Visuelles Erinnern: Hans-Peter von Kirchbach (l.) ließ sich von Manfred Utecht vom THW-Ortsverband Seelow die Ausstellung "Ein Fluss verbindet" erläutern. © Foto: MOZ/Heike Jänicke
Heike Jänicke / 01.08.2017, 07:15 Uhr
Hohenwutzen (MOZ) Vor 20 Jahren konnten die Menschen im Oderbruch erst einmal aufatmen. Der Deich, der am Kilometer 70,4 zu brechen drohte, war gehalten worden. Am Sonnabend erinnerten die Hohenwutzener mit einer Gedenkfeier und dem anschließenden Straßenfest in der Neuglietzener Straße an die Hochwasserflut.

Dort, auf der Festwiese am Oderdeichfuß, hatten die Mitglieder des THW-Ortsverbandes Seelow eine Ausstellung aufgebaut. Inhaltlich beschäftigte die sich mit dem Jahrhunderthochwasser. Zwei Jahre haben die Männer um Manfred Utecht in die Exposition investiert. Vor allem das Sichten des umfangreichen Materials sei ein großes Problem gewesen, gibt Manfred Utecht zu. Aus allen Teilen Deutschlands seien damals Bilder und Berichte von Einsatzkräften bei ihm eingegangen. Das Ergebnis ist beeindruckend. Auf mehreren Tafeln ist eine anschauliche Dokumentation gelungen. Sie zeigt das Ausmaß der Katastrophe von 1997, beginnend im Quellgebiet bis nach Hohenwutzen. Einer, der sich für die Ausstellung besonders interessierte, war Hans-Peter von Kirchbach. Als General verantwortete er vor 20 Jahren den Einsatz der Bundeswehr im Oderbruch. Der 75-Jährige ließ sich denn nicht lange bitten, dem THW-Ortsverband Seelow eine Widmung ins Gästebuch zu schreiben und sich zu bedanken. Ab 3. bis zum 13. August ist die Wanderausstellung täglich von 11 bis 17 Uhr im Berg-Schmidt-Hof des Oderbruch Museums Altranft zu sehen.
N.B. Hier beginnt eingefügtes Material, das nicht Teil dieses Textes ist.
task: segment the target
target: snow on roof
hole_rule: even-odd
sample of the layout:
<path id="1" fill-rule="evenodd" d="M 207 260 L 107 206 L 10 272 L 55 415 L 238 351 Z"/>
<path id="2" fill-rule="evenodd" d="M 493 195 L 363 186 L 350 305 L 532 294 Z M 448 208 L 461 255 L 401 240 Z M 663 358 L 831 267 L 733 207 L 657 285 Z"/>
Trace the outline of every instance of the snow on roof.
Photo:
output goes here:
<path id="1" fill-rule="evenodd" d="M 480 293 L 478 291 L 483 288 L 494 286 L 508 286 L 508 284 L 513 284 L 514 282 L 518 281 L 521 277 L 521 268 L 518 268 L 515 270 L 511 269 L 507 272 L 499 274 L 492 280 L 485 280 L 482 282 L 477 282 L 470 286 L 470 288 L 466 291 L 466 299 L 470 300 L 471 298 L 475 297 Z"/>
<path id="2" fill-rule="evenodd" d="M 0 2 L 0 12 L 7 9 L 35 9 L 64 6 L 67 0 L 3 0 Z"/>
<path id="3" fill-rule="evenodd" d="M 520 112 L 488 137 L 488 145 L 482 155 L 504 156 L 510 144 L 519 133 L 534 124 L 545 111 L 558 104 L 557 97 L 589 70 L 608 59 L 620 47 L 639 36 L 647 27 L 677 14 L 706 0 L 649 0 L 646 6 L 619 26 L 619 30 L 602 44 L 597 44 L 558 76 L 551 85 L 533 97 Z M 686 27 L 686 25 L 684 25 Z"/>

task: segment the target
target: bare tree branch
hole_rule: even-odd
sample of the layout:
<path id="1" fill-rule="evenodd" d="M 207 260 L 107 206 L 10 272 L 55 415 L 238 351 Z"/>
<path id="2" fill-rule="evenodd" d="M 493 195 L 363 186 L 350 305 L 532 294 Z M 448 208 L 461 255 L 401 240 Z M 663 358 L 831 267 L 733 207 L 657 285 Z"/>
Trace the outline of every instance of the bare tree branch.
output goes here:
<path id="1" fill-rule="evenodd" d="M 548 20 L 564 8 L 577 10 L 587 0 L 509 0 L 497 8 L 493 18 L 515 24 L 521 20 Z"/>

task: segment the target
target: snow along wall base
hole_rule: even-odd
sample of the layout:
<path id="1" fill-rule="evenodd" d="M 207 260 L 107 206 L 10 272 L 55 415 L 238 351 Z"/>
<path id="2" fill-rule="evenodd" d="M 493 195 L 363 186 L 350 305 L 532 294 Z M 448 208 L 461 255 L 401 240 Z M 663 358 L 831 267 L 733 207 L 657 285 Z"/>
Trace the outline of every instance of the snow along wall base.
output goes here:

Auch Hohenwutzens Ortsvorsteherin Petra Lunow war mit Dankbarkeit erfüllt. Einerseits für die Unterstützung von Bürgermeister Ralf Lehmann und der Stadt für das Bereitstellen von 1500 Euro für die Gedenkfeier. Andererseits für die große Hilfe der Bürger in Vorbereitung auf die Feier und das Straßenfest. Dazu gehören neben Familie Olaf Grafe und der Freiwilligen Feuerwehr Altglietzen-Hohenwutzen unter anderem die Mitglieder des Kultur- und Heimatvereins. Die 22 Frauen und Männer um Vorsitzende Petra Rühl hatten gemeinsam mit den von Dietmar Schade geleiteten Hohenwutzener Sportfischern die Versorgung mit Kaffee, Kuchen, Fischbrötchen und Knoblauch-Baguette übernommen. Auf der gegenüberliegenden Seite hatte Fleischer Torsten Malitz die Besucher mit einem ordentlichen Schlag aus der Gulaschkanone verwöhnt.

Und wer mit dem Boot auf der Oder fahren wollte, der war bei Lutz Ahnert und Karsten Löbel vom THW richtig. Sie steuerten das Mehrzweckarbeitsboot der Fachgruppe Wassergefahren über den Fluss. Bis zum Abend wollte die Schlange der Wartenden nicht abreißen.